23/03/2026
Acte 1
21 mars 2026
17h45
Après presque dix heures d’observation,
après avoir ratissé chaque mètre de la montagne en face de moi,
après en être venu à connaître chaque rocher, chaque ombre, chaque ligne de crête…
Après avoir cru voir des formes humaines, puis animales,
après avoir changé de plan dix fois dans ma tête,
hésité à bouger, à monter, à descendre, à abandonner…
Et puis se dire que, de toute façon, c’est la Nature qui décide.
Que quand on croit avoir un plan, c’est rarement le bon.
Que si je pars maintenant, je ne saurai jamais ce qui s’est joué ici.
Mais que si je ne vais pas voir là-haut, je rate peut-être quelque chose…
Alors je reste.
Et soudain…
Quelque chose change.
Rien de flagrant.
Pas de bruit. Pas de mouvement évident.
Mais l’équilibre du paysage n’est plus le même.
Je fixe.
Une masse.
Là.
Elle n’y était pas sur ce rocher…
Au milieu des rochers que je croyais immobiles depuis des heures.
Cette fois, ce n’est pas mon esprit qui joue des tours.
Ça bouge.
Lentement.
Lourdement.
Avec une assurance tranquille.
Une tête se lève.
Un dos se dessine.
Une silhouette massive sort de la montagne comme si elle en faisait partie.
Un ours… Un ours enfin !!!
Enfin.
Ne pas trembler. Ne pas rater ce “clic” tant attendu.
La scène est irréelle. Une barre rocheuse. Des arbres encore nus.
Et puis…
Une autre silhouette.
Puis une deuxième.
Ce n’est pas un ours.
C’est une ourse… avec ses deux petits de l’année passée.

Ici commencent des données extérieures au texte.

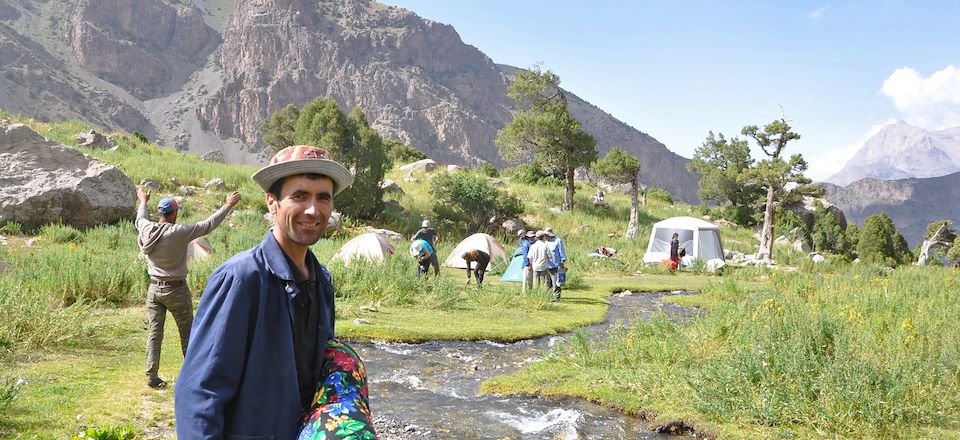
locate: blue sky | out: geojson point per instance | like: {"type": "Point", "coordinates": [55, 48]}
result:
{"type": "Point", "coordinates": [677, 70]}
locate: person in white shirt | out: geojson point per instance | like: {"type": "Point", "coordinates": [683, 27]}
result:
{"type": "Point", "coordinates": [539, 256]}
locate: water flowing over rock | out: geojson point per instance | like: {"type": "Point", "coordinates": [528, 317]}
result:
{"type": "Point", "coordinates": [44, 182]}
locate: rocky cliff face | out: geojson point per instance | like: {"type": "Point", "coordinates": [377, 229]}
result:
{"type": "Point", "coordinates": [912, 204]}
{"type": "Point", "coordinates": [415, 79]}
{"type": "Point", "coordinates": [901, 151]}
{"type": "Point", "coordinates": [35, 79]}
{"type": "Point", "coordinates": [139, 45]}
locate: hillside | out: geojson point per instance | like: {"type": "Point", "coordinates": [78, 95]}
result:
{"type": "Point", "coordinates": [912, 204]}
{"type": "Point", "coordinates": [901, 151]}
{"type": "Point", "coordinates": [203, 75]}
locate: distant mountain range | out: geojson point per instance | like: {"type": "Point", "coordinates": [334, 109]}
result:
{"type": "Point", "coordinates": [201, 75]}
{"type": "Point", "coordinates": [912, 203]}
{"type": "Point", "coordinates": [900, 151]}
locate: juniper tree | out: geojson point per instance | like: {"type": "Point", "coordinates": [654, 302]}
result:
{"type": "Point", "coordinates": [618, 167]}
{"type": "Point", "coordinates": [543, 128]}
{"type": "Point", "coordinates": [774, 173]}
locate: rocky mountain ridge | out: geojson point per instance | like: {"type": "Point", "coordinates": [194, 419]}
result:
{"type": "Point", "coordinates": [202, 75]}
{"type": "Point", "coordinates": [911, 203]}
{"type": "Point", "coordinates": [900, 151]}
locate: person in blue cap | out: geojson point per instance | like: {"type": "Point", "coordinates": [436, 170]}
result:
{"type": "Point", "coordinates": [165, 244]}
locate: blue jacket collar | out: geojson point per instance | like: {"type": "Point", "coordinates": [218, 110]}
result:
{"type": "Point", "coordinates": [275, 258]}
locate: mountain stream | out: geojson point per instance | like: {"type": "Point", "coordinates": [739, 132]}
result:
{"type": "Point", "coordinates": [431, 388]}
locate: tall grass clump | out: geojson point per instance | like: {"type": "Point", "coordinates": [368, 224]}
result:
{"type": "Point", "coordinates": [31, 318]}
{"type": "Point", "coordinates": [11, 228]}
{"type": "Point", "coordinates": [857, 353]}
{"type": "Point", "coordinates": [60, 233]}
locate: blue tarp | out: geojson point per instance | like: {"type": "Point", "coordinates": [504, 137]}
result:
{"type": "Point", "coordinates": [514, 271]}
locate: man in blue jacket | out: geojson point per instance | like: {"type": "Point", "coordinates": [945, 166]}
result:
{"type": "Point", "coordinates": [558, 258]}
{"type": "Point", "coordinates": [255, 357]}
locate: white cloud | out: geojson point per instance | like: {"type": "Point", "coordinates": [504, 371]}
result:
{"type": "Point", "coordinates": [829, 162]}
{"type": "Point", "coordinates": [931, 102]}
{"type": "Point", "coordinates": [817, 13]}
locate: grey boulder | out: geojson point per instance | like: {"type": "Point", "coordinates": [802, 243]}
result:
{"type": "Point", "coordinates": [42, 182]}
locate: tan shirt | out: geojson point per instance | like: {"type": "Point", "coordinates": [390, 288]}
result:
{"type": "Point", "coordinates": [165, 244]}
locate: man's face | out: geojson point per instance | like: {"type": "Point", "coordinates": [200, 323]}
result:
{"type": "Point", "coordinates": [302, 211]}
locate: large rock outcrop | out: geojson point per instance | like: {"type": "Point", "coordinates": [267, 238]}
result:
{"type": "Point", "coordinates": [42, 182]}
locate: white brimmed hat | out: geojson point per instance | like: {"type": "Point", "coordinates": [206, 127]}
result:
{"type": "Point", "coordinates": [303, 159]}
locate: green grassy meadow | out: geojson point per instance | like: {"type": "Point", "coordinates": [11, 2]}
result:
{"type": "Point", "coordinates": [844, 351]}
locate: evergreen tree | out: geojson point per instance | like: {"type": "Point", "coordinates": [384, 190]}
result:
{"type": "Point", "coordinates": [618, 167]}
{"type": "Point", "coordinates": [774, 173]}
{"type": "Point", "coordinates": [827, 234]}
{"type": "Point", "coordinates": [881, 243]}
{"type": "Point", "coordinates": [543, 128]}
{"type": "Point", "coordinates": [279, 129]}
{"type": "Point", "coordinates": [350, 140]}
{"type": "Point", "coordinates": [722, 167]}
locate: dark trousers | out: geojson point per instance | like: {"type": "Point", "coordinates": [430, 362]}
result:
{"type": "Point", "coordinates": [435, 262]}
{"type": "Point", "coordinates": [553, 283]}
{"type": "Point", "coordinates": [180, 303]}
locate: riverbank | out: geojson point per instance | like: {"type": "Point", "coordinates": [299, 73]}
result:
{"type": "Point", "coordinates": [854, 352]}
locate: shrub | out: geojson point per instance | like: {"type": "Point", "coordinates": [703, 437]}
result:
{"type": "Point", "coordinates": [827, 235]}
{"type": "Point", "coordinates": [59, 233]}
{"type": "Point", "coordinates": [790, 225]}
{"type": "Point", "coordinates": [741, 215]}
{"type": "Point", "coordinates": [488, 170]}
{"type": "Point", "coordinates": [881, 243]}
{"type": "Point", "coordinates": [466, 201]}
{"type": "Point", "coordinates": [11, 228]}
{"type": "Point", "coordinates": [953, 255]}
{"type": "Point", "coordinates": [112, 433]}
{"type": "Point", "coordinates": [660, 194]}
{"type": "Point", "coordinates": [9, 390]}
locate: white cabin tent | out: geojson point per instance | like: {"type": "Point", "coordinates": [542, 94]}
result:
{"type": "Point", "coordinates": [701, 239]}
{"type": "Point", "coordinates": [480, 241]}
{"type": "Point", "coordinates": [370, 246]}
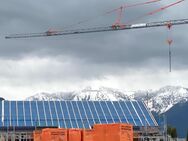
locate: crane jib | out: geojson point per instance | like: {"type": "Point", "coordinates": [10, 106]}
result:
{"type": "Point", "coordinates": [100, 29]}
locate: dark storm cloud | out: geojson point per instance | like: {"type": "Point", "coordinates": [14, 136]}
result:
{"type": "Point", "coordinates": [121, 49]}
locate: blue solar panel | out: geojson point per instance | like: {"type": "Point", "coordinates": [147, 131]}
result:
{"type": "Point", "coordinates": [74, 114]}
{"type": "Point", "coordinates": [27, 110]}
{"type": "Point", "coordinates": [66, 115]}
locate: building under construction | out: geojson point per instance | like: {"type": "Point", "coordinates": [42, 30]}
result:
{"type": "Point", "coordinates": [20, 118]}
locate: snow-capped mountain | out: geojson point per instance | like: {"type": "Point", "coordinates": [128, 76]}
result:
{"type": "Point", "coordinates": [159, 101]}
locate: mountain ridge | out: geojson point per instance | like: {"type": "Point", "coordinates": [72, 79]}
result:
{"type": "Point", "coordinates": [159, 101]}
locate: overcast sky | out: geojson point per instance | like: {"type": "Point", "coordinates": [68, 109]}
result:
{"type": "Point", "coordinates": [127, 60]}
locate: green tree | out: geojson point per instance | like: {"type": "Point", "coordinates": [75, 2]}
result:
{"type": "Point", "coordinates": [169, 128]}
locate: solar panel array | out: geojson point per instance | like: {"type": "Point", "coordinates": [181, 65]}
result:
{"type": "Point", "coordinates": [74, 114]}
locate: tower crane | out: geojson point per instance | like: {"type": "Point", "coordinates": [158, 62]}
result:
{"type": "Point", "coordinates": [100, 29]}
{"type": "Point", "coordinates": [115, 27]}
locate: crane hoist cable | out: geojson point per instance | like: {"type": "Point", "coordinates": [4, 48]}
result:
{"type": "Point", "coordinates": [107, 28]}
{"type": "Point", "coordinates": [169, 42]}
{"type": "Point", "coordinates": [155, 11]}
{"type": "Point", "coordinates": [119, 10]}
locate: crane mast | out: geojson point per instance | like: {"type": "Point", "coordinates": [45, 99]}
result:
{"type": "Point", "coordinates": [100, 29]}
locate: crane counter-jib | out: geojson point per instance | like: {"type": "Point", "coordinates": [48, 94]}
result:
{"type": "Point", "coordinates": [100, 29]}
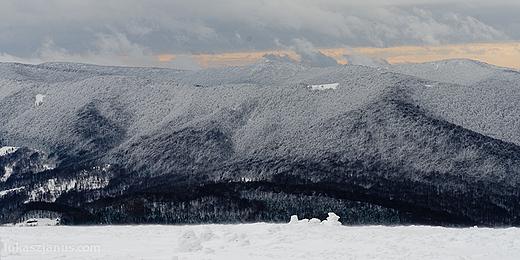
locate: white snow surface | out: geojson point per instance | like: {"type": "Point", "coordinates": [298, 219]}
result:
{"type": "Point", "coordinates": [257, 241]}
{"type": "Point", "coordinates": [7, 150]}
{"type": "Point", "coordinates": [7, 174]}
{"type": "Point", "coordinates": [324, 86]}
{"type": "Point", "coordinates": [4, 192]}
{"type": "Point", "coordinates": [39, 100]}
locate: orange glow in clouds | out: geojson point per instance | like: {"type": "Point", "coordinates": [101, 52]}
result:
{"type": "Point", "coordinates": [499, 54]}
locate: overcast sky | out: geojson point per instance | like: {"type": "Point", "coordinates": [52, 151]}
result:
{"type": "Point", "coordinates": [132, 32]}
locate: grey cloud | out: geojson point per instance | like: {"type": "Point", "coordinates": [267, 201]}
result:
{"type": "Point", "coordinates": [183, 63]}
{"type": "Point", "coordinates": [141, 29]}
{"type": "Point", "coordinates": [361, 59]}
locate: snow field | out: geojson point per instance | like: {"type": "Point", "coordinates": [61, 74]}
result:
{"type": "Point", "coordinates": [258, 241]}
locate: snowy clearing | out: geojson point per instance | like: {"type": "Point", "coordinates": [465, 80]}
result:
{"type": "Point", "coordinates": [258, 241]}
{"type": "Point", "coordinates": [7, 150]}
{"type": "Point", "coordinates": [324, 86]}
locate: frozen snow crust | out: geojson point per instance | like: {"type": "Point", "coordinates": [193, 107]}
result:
{"type": "Point", "coordinates": [257, 143]}
{"type": "Point", "coordinates": [259, 241]}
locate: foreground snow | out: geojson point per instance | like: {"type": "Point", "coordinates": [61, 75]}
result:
{"type": "Point", "coordinates": [258, 241]}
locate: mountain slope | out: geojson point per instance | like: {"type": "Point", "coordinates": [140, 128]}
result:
{"type": "Point", "coordinates": [254, 143]}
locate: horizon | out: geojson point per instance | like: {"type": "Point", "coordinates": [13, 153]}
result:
{"type": "Point", "coordinates": [200, 33]}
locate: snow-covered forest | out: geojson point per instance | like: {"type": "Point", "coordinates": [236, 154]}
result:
{"type": "Point", "coordinates": [433, 143]}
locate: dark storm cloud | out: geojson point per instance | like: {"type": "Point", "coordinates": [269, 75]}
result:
{"type": "Point", "coordinates": [142, 29]}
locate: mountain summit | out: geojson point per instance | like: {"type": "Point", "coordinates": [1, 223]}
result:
{"type": "Point", "coordinates": [432, 143]}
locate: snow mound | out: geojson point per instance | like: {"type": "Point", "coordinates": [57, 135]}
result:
{"type": "Point", "coordinates": [324, 86]}
{"type": "Point", "coordinates": [39, 100]}
{"type": "Point", "coordinates": [189, 242]}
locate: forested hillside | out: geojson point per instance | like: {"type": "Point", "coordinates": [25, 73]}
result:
{"type": "Point", "coordinates": [258, 143]}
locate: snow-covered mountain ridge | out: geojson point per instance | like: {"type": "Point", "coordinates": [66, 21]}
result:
{"type": "Point", "coordinates": [257, 143]}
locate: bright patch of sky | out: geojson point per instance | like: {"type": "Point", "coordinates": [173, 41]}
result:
{"type": "Point", "coordinates": [142, 33]}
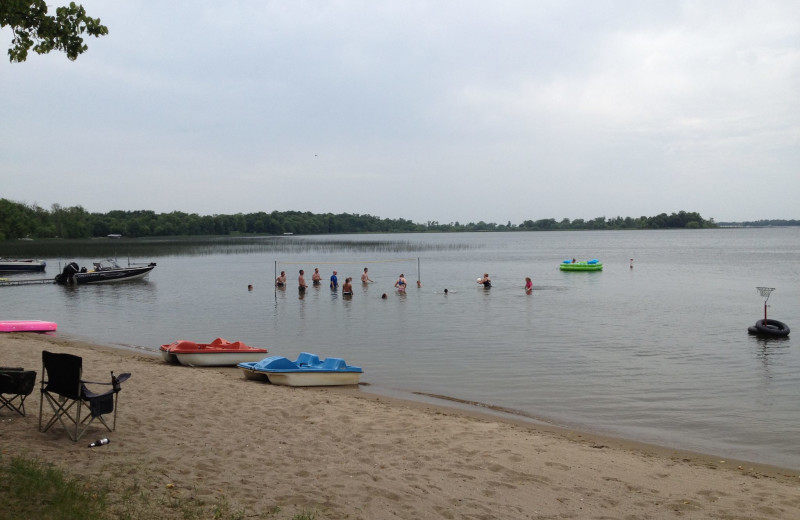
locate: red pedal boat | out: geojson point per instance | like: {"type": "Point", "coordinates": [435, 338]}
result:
{"type": "Point", "coordinates": [219, 352]}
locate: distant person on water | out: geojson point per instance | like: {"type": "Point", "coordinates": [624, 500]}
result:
{"type": "Point", "coordinates": [365, 277]}
{"type": "Point", "coordinates": [347, 287]}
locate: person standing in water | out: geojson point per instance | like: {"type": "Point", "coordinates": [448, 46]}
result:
{"type": "Point", "coordinates": [365, 277]}
{"type": "Point", "coordinates": [347, 287]}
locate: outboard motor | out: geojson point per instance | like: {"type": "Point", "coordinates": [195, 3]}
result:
{"type": "Point", "coordinates": [67, 275]}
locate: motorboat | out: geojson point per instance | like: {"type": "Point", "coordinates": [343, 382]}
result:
{"type": "Point", "coordinates": [219, 352]}
{"type": "Point", "coordinates": [572, 265]}
{"type": "Point", "coordinates": [306, 370]}
{"type": "Point", "coordinates": [103, 272]}
{"type": "Point", "coordinates": [27, 326]}
{"type": "Point", "coordinates": [22, 265]}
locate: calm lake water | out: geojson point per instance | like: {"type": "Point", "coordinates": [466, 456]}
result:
{"type": "Point", "coordinates": [658, 353]}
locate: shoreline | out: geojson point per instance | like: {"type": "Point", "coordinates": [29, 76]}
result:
{"type": "Point", "coordinates": [488, 411]}
{"type": "Point", "coordinates": [355, 454]}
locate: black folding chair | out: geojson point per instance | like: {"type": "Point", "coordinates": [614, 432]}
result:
{"type": "Point", "coordinates": [15, 385]}
{"type": "Point", "coordinates": [65, 391]}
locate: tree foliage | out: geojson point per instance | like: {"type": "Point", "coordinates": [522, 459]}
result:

Sombres, presque noirs, ils tranchent avec la blancheur des rochers.
Magnifiques. Vivants. Là, devant moi.
Mais quelque chose cloche.
La mère est nerveuse.
Elle descend vite. Trop vite.
Elle perd les petits de vue, les retrouve…
Il y a une tension. Un danger invisible.
Et ici, ce n’est pas l’homme. C’est trop raide ! Inaccessible !!!
Alors quoi ?
Elle zigzague entre les rochers, brouille les pistes… Elle disparaît, ils disparaissent puis reviennent !
Les petits s’accrochent comme ils peuvent pour suivre.
Une question me traverse :
y aurait-il un autre ours derrière ?
La descente dure… longtemps.
Près de 30 minutes.
30 minutes suspendues. 30 minutes hors du temps.
Puis, doucement, ils disparaissent dans le bois,
basculent de l’autre côté.
C’est fini. Je ne les reverrai pas.
Un bonheur brut.
Intense. Presque irréel.
J’aurais signé pour quelques secondes.
Mais la montagne m’a offert bien plus.
Pendant 30 minutes, j’ai cessé de respirer… puis respiré de joie, soupiré de joie !
laissé échapper des mots, des noms d’oiseaux, sans même m’en rendre compte.
Ce 21 mars, jour du printemps, ne sera plus jamais le même.
Je ne célébrerai plus seulement le retour des beaux jours…
mais peut-être ma plus belle expérience photographique dans la nature.